The goal of this project in the TEEL lab is to develop a portable and interoperable online learning ecosystem that enables effective and efficient learning that leverages social interactions between students as a substantial learning resource. Furthermore, in addition to large scale software development, the lab conducts studies of student learning and evaluates innovative approaches for incorporating social learning as a driver for developing cognitive skills and motivation through reflection, interaction, and cohort building.
The Data Engineer is responsible to design and build the infrastructure to describe, collect and exchange learning activity data and Technology Enhanced Learning (TEL) tool usage data from various resources to enable research experiments. To support these research-driven endeavors, one of the team's goals is to use evidence-based learning science to create effective online learning. This approach requires ongoing data collection and analysis of the learning process.
You will be responsible for the requirements gathering, design, and implementation of a data pipeline to support learning research. Such a data pipeline is composed of data ingestion, data persistence technologies (in the form of data lake, data warehouse, etc.), ETL, and analytics tools to aggregate and consume various data streams (Spark, Hadoop, etc.). You will also be required to design and build a logging collection, storage and analytics solution to support online education platforms that collect course-based learning logs from both Learning Management System (LMS) microservices and external cloud platform logs.
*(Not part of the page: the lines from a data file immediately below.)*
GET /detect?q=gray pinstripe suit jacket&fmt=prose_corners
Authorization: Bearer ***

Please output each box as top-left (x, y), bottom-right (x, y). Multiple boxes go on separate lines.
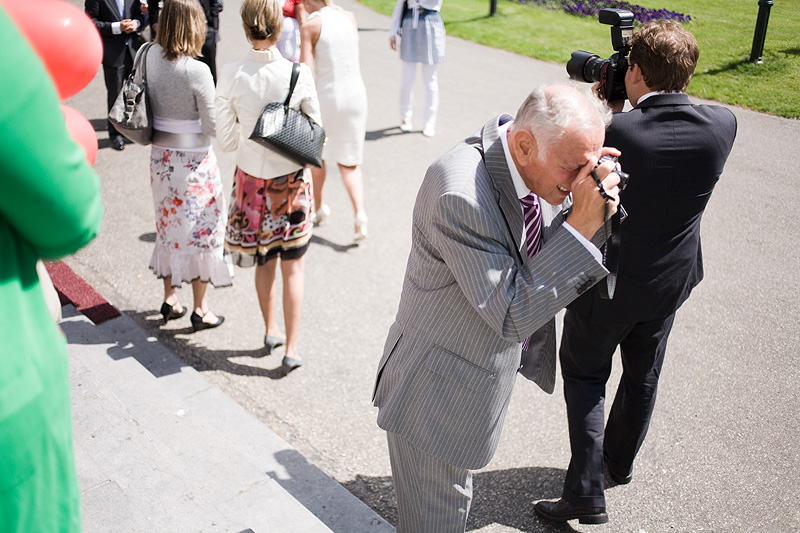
top-left (373, 115), bottom-right (609, 470)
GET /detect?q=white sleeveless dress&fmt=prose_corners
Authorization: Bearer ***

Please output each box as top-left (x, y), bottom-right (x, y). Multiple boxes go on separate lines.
top-left (309, 6), bottom-right (368, 166)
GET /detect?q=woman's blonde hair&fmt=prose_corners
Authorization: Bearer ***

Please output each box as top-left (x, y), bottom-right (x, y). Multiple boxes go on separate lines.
top-left (155, 0), bottom-right (206, 60)
top-left (240, 0), bottom-right (283, 43)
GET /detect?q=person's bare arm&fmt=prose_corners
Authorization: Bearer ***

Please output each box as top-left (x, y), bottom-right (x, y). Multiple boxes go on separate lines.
top-left (299, 16), bottom-right (320, 69)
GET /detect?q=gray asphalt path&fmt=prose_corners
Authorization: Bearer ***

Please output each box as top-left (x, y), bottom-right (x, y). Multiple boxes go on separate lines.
top-left (63, 0), bottom-right (800, 530)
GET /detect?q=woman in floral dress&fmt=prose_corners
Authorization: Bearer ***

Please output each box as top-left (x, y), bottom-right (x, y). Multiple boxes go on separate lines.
top-left (146, 0), bottom-right (231, 331)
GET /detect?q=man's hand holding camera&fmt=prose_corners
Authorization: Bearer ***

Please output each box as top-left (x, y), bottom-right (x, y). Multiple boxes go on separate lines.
top-left (566, 149), bottom-right (623, 241)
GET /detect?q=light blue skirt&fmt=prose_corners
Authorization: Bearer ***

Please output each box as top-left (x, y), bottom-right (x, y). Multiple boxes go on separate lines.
top-left (400, 9), bottom-right (446, 64)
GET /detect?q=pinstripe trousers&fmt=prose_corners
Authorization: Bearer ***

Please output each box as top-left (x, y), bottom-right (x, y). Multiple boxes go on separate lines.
top-left (387, 432), bottom-right (473, 533)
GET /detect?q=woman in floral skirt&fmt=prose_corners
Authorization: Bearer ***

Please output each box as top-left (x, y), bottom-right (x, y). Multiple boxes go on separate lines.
top-left (146, 0), bottom-right (231, 331)
top-left (216, 0), bottom-right (321, 372)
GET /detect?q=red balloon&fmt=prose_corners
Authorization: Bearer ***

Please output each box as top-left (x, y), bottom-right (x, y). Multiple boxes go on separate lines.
top-left (62, 105), bottom-right (98, 166)
top-left (3, 0), bottom-right (102, 101)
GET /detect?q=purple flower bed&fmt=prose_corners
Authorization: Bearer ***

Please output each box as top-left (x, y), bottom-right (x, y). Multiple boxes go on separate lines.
top-left (516, 0), bottom-right (691, 24)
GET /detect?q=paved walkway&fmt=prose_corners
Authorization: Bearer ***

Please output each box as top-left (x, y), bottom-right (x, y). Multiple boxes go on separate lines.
top-left (65, 303), bottom-right (393, 532)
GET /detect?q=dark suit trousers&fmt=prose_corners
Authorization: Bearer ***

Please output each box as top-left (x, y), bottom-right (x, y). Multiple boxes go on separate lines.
top-left (558, 308), bottom-right (676, 507)
top-left (103, 52), bottom-right (134, 139)
top-left (199, 29), bottom-right (217, 84)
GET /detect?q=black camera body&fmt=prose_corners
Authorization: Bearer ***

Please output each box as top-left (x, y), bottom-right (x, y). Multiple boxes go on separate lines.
top-left (567, 8), bottom-right (635, 102)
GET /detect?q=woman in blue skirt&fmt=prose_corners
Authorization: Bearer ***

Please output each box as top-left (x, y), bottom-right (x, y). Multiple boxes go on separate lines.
top-left (388, 0), bottom-right (445, 137)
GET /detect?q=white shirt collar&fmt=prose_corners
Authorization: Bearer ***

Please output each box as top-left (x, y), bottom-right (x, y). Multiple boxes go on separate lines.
top-left (247, 47), bottom-right (284, 63)
top-left (498, 121), bottom-right (533, 201)
top-left (636, 90), bottom-right (680, 106)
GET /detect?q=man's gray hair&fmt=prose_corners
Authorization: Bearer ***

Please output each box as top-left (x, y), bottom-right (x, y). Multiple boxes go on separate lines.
top-left (514, 85), bottom-right (611, 159)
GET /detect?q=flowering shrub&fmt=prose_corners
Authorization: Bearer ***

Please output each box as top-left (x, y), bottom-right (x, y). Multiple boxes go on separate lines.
top-left (515, 0), bottom-right (691, 24)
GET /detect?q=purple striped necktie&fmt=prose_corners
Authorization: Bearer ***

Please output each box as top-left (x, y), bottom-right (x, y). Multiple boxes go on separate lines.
top-left (520, 192), bottom-right (541, 350)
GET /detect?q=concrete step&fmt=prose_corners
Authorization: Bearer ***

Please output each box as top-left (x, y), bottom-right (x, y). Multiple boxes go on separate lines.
top-left (63, 306), bottom-right (393, 533)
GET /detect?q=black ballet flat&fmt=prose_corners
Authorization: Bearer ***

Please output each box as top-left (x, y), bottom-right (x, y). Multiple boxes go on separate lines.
top-left (160, 302), bottom-right (187, 324)
top-left (190, 311), bottom-right (225, 332)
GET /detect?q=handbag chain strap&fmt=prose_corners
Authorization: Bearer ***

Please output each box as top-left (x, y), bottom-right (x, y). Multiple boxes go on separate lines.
top-left (283, 62), bottom-right (301, 107)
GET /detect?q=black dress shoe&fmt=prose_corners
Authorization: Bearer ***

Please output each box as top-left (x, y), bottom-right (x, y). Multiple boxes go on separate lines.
top-left (534, 499), bottom-right (608, 525)
top-left (604, 454), bottom-right (633, 485)
top-left (190, 311), bottom-right (224, 332)
top-left (111, 136), bottom-right (125, 151)
top-left (160, 302), bottom-right (187, 324)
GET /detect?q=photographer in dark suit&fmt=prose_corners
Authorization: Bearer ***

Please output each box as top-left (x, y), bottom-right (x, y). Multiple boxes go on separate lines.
top-left (150, 0), bottom-right (223, 83)
top-left (86, 0), bottom-right (146, 151)
top-left (535, 20), bottom-right (737, 525)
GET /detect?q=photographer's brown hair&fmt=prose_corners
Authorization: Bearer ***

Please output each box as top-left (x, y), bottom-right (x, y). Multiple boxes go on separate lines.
top-left (629, 20), bottom-right (699, 93)
top-left (155, 0), bottom-right (206, 60)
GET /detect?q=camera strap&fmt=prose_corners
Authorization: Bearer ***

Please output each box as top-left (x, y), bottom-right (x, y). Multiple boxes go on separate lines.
top-left (598, 204), bottom-right (622, 299)
top-left (591, 156), bottom-right (627, 300)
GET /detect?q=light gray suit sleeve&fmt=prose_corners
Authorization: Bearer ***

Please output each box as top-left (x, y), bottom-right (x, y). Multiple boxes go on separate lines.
top-left (430, 181), bottom-right (606, 344)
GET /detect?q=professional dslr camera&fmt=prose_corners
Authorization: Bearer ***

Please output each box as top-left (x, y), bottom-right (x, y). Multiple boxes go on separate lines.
top-left (566, 8), bottom-right (634, 101)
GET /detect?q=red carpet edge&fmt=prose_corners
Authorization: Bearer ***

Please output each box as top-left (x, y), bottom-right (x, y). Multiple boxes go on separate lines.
top-left (45, 261), bottom-right (121, 325)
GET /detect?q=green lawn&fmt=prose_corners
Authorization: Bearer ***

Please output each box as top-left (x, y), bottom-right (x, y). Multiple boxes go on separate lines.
top-left (358, 0), bottom-right (800, 119)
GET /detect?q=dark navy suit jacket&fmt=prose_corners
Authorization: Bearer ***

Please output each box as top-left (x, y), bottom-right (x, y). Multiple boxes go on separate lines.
top-left (568, 93), bottom-right (737, 323)
top-left (85, 0), bottom-right (145, 68)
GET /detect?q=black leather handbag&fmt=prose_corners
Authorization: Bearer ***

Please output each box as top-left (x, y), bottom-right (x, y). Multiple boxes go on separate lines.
top-left (108, 43), bottom-right (154, 145)
top-left (249, 62), bottom-right (326, 168)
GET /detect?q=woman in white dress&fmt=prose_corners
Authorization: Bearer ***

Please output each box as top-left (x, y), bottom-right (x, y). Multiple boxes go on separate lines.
top-left (146, 0), bottom-right (230, 331)
top-left (300, 0), bottom-right (368, 241)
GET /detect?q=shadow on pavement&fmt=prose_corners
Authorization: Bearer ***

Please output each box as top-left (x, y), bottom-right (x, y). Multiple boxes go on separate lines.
top-left (67, 308), bottom-right (292, 380)
top-left (366, 127), bottom-right (408, 141)
top-left (341, 465), bottom-right (579, 532)
top-left (310, 234), bottom-right (360, 252)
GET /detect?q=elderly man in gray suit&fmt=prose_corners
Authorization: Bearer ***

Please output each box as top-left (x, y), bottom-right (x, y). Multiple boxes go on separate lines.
top-left (372, 84), bottom-right (624, 532)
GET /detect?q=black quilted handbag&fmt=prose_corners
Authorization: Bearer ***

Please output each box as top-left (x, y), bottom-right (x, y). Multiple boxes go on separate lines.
top-left (249, 62), bottom-right (326, 168)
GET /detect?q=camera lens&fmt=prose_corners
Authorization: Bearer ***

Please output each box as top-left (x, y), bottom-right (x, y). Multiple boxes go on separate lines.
top-left (567, 51), bottom-right (609, 84)
top-left (567, 51), bottom-right (597, 82)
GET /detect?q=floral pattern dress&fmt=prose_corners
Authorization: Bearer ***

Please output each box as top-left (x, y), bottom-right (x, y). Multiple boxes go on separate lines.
top-left (149, 146), bottom-right (232, 286)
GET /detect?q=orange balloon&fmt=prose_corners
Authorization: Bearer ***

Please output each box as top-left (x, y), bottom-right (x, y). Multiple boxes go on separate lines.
top-left (3, 0), bottom-right (102, 100)
top-left (62, 105), bottom-right (98, 166)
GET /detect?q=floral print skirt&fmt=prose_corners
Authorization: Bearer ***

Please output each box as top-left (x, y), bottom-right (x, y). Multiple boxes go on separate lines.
top-left (225, 167), bottom-right (313, 267)
top-left (149, 146), bottom-right (232, 287)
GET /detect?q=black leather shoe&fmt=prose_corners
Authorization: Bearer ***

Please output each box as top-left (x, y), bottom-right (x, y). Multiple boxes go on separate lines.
top-left (160, 302), bottom-right (187, 324)
top-left (111, 136), bottom-right (125, 151)
top-left (190, 311), bottom-right (224, 332)
top-left (264, 334), bottom-right (285, 355)
top-left (282, 353), bottom-right (304, 374)
top-left (534, 499), bottom-right (608, 525)
top-left (604, 455), bottom-right (633, 485)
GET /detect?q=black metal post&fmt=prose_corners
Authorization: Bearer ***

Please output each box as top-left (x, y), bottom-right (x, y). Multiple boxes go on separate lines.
top-left (750, 0), bottom-right (774, 63)
top-left (490, 0), bottom-right (498, 16)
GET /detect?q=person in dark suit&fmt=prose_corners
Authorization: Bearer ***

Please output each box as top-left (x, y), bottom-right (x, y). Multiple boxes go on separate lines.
top-left (534, 20), bottom-right (737, 525)
top-left (150, 0), bottom-right (223, 83)
top-left (86, 0), bottom-right (146, 151)
top-left (373, 85), bottom-right (626, 532)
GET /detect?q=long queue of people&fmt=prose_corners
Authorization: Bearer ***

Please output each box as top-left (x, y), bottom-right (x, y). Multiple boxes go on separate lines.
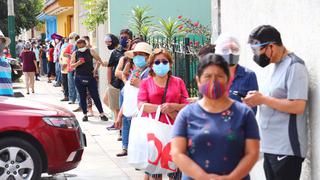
top-left (1, 24), bottom-right (308, 180)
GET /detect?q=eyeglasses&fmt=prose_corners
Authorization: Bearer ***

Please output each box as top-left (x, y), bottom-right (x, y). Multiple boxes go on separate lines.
top-left (154, 59), bottom-right (169, 65)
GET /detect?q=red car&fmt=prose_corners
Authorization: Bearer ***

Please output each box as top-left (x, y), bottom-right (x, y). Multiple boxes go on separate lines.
top-left (0, 97), bottom-right (86, 180)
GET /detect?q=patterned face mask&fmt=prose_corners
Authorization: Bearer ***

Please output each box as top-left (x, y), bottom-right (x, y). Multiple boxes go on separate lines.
top-left (199, 80), bottom-right (226, 100)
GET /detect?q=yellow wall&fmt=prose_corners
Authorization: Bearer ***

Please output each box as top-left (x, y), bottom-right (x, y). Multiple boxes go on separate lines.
top-left (57, 9), bottom-right (74, 37)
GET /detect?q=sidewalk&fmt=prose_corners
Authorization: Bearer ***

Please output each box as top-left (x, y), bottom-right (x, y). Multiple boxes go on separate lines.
top-left (13, 77), bottom-right (144, 180)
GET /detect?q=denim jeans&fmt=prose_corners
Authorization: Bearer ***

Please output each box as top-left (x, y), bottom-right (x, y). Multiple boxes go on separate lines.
top-left (122, 115), bottom-right (132, 150)
top-left (75, 75), bottom-right (104, 115)
top-left (55, 62), bottom-right (62, 84)
top-left (41, 58), bottom-right (48, 75)
top-left (68, 71), bottom-right (77, 102)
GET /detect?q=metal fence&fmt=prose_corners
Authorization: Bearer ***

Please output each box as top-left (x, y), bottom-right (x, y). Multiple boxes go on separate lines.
top-left (148, 36), bottom-right (205, 97)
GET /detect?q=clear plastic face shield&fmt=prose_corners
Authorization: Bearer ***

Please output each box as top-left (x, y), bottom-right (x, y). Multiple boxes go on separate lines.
top-left (215, 34), bottom-right (241, 66)
top-left (248, 39), bottom-right (274, 55)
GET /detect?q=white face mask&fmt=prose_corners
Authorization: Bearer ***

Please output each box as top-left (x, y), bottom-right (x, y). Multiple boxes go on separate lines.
top-left (78, 47), bottom-right (87, 52)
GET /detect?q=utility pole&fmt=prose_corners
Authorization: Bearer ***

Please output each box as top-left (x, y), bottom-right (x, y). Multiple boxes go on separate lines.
top-left (211, 0), bottom-right (221, 42)
top-left (8, 0), bottom-right (16, 58)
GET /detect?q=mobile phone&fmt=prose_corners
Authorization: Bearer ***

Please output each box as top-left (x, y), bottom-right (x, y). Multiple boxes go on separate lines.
top-left (232, 91), bottom-right (246, 98)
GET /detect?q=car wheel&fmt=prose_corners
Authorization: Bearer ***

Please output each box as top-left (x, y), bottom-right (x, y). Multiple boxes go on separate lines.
top-left (0, 137), bottom-right (42, 180)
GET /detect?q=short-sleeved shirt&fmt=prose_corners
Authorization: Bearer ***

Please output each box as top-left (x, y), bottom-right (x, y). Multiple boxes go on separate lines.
top-left (107, 48), bottom-right (125, 89)
top-left (59, 43), bottom-right (69, 74)
top-left (229, 65), bottom-right (259, 113)
top-left (20, 51), bottom-right (36, 72)
top-left (259, 53), bottom-right (308, 157)
top-left (172, 101), bottom-right (260, 180)
top-left (138, 76), bottom-right (189, 124)
top-left (64, 43), bottom-right (75, 72)
top-left (0, 57), bottom-right (13, 96)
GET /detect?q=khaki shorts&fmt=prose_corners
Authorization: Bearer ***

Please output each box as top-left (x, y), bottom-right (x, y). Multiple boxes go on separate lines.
top-left (106, 84), bottom-right (120, 110)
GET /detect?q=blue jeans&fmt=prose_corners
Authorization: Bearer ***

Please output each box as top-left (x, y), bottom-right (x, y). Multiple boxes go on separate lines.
top-left (68, 71), bottom-right (77, 102)
top-left (122, 115), bottom-right (132, 149)
top-left (55, 62), bottom-right (62, 84)
top-left (75, 75), bottom-right (104, 114)
top-left (41, 58), bottom-right (48, 75)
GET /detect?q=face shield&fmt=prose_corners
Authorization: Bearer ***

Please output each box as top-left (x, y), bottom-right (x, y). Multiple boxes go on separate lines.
top-left (215, 34), bottom-right (240, 66)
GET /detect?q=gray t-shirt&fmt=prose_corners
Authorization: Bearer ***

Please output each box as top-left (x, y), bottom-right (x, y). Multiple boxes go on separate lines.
top-left (259, 53), bottom-right (308, 158)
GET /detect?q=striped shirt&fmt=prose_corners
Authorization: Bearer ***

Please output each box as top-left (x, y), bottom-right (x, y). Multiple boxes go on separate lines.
top-left (0, 57), bottom-right (13, 96)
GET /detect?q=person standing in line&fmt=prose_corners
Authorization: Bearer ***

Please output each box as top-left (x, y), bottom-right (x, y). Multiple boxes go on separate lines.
top-left (0, 30), bottom-right (14, 97)
top-left (39, 43), bottom-right (48, 76)
top-left (15, 39), bottom-right (24, 58)
top-left (243, 25), bottom-right (308, 180)
top-left (52, 33), bottom-right (63, 87)
top-left (20, 42), bottom-right (39, 94)
top-left (47, 43), bottom-right (55, 83)
top-left (64, 32), bottom-right (80, 105)
top-left (171, 54), bottom-right (260, 180)
top-left (106, 29), bottom-right (133, 124)
top-left (214, 34), bottom-right (259, 113)
top-left (114, 41), bottom-right (152, 157)
top-left (138, 48), bottom-right (190, 180)
top-left (71, 38), bottom-right (108, 122)
top-left (60, 38), bottom-right (70, 101)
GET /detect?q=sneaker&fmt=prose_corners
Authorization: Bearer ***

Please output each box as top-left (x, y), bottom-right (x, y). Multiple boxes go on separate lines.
top-left (100, 115), bottom-right (108, 121)
top-left (60, 97), bottom-right (69, 101)
top-left (106, 124), bottom-right (117, 131)
top-left (53, 83), bottom-right (61, 87)
top-left (82, 116), bottom-right (88, 122)
top-left (36, 78), bottom-right (40, 81)
top-left (68, 101), bottom-right (75, 104)
top-left (72, 107), bottom-right (82, 112)
top-left (116, 149), bottom-right (127, 157)
top-left (47, 80), bottom-right (51, 83)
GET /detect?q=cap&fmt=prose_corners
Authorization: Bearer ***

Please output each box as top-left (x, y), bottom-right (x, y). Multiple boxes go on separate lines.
top-left (248, 25), bottom-right (282, 45)
top-left (0, 30), bottom-right (11, 47)
top-left (124, 42), bottom-right (152, 59)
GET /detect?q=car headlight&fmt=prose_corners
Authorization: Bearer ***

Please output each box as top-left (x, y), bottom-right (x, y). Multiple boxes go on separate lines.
top-left (43, 117), bottom-right (79, 129)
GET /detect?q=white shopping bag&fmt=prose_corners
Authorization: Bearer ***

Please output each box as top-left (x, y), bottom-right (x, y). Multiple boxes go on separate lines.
top-left (128, 105), bottom-right (178, 174)
top-left (122, 81), bottom-right (139, 117)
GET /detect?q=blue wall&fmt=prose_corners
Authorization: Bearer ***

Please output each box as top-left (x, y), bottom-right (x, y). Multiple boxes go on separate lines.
top-left (45, 16), bottom-right (57, 40)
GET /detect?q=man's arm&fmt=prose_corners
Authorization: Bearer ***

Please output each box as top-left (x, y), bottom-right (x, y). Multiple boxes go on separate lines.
top-left (243, 91), bottom-right (306, 115)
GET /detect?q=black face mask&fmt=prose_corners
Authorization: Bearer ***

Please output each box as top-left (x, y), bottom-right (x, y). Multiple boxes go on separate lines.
top-left (223, 54), bottom-right (240, 66)
top-left (107, 44), bottom-right (116, 50)
top-left (253, 53), bottom-right (270, 67)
The framework will provide function-specific interactive services for data querying and visualization, report generation and notification.
Design and adopt a logging standard (e.g., IMS Caliper) to model learning activity events with relevant context from various sources that help facilitate learning.
Establish a common vocabulary for describing learning interactions (including social interactions between students in a variety of channels, beginning but not limited to text-based interactions) to prompt data interoperability and sharing.
Collect heterogeneous logs from various sources and move into a data lake. The logs include but are not limited to:
Submission attempts and grading outcomes evaluated by an auto-grading service.
Student enrollment and demographic data.
Student pageview logs on the LMS platform.
Discussion Forum contributions
Interaction data from Blogs (including editing behavior logs)
Cloud resource usage logs on cloud platforms such as Azure.
Logs from other microservices.
Perform Extract, Transform and Load (ETL) to transform various logs into the common logging standard and store them into a data lake using the fully managed ETL service.
Define the data schema and store structural and operational metadata using a metadata repository.
Analyze and visualize the transformed logs to answer research questions which may depend on the insight to:
Annotation of textual data
Application and extension of text mining tools
Validate through statistical significance which behaviors and content correlate with performance and consistently produce the desired learning outcomes.
Compare the effectiveness of different content or interaction types through A/B testing.
Establish predictive measures to support early intervention systems.
Embed data hooks into the LMS platform and the TEL tools to feed the data to the new data pipeline.
At least a Bachelor's degree or higher in computer science or related field.
At least 3+ years of professional experience with at least 1 year spent building, deploying and troubleshooting logging pipelines for production systems using the ELK stack (ElasticSearch, Logstash, and Kibana) and related technologies (Fluentd, Kafka, etc.)
At least one (1) years of experience applying basic text mining or NLP tools
At least one (1) years of experience with commercial cloud services including Amazon Web Services (AWS), Google Cloud Platform (GCP) or Microsoft Azure.
Demonstrated skills in agile development for scalable ETL pipelines.
Experience with Test Driven Development.
Experience with RESTful web services.
Experience with RESTful API specification and the toolset (OpenAPI, Swagger).
Experience working in an agile development environment.
Experience building LMS and/or TEL tools and embedding data hooks to predict student performance and evaluate the efficacy of educational experiments to improve student learning.
Experience of quantitative and/or qualitative research methods and educational data mining, especially in the area of Discourse Analytics.
Exposure to logging standards such as IMS Caliper and xAPI to produce learning analytics.
Familiarity with CI/CD tools (Jenkins, Travis CI), containerized microservices (Docker, Kubernetes), serverless, and infrastructure automation tools (Terraform).
Familiarity with data lakes and data warehousing.
How we work in the TEEL Lab:
Learner-centered decision making.
Fast-paced research-based environment.
Ability to work independently, take ownership of tasks and deliver high-quality work.
Effective collaboration within a team environment.
Effective project and time management skills.
Ability to respond to urgent requests for deployed services.
Ability to communicate with engineers, researchers, students, and CSP partners.
Internal Number: 2012019
About Carnegie Mellon University
Carnegie Mellon (www.cmu.edu) is a private, internationally ranked research university with programs in areas ranging from science, technology and business, to public policy, the humanities and the arts. More than 12,000 students in the university’s seven schools and colleges benefit from a small student-to-faculty ratio and an education characterized by its focus on creating and implementing solutions for real problems, interdisciplinary collaboration and innovation. A global university, Carnegie Mellon’s main campus in the United States is in Pittsburgh, Pa. It has campuses in California’s Silicon Valley and Qatar, and programs in Africa, Asia, Australia, Europe and Mexico.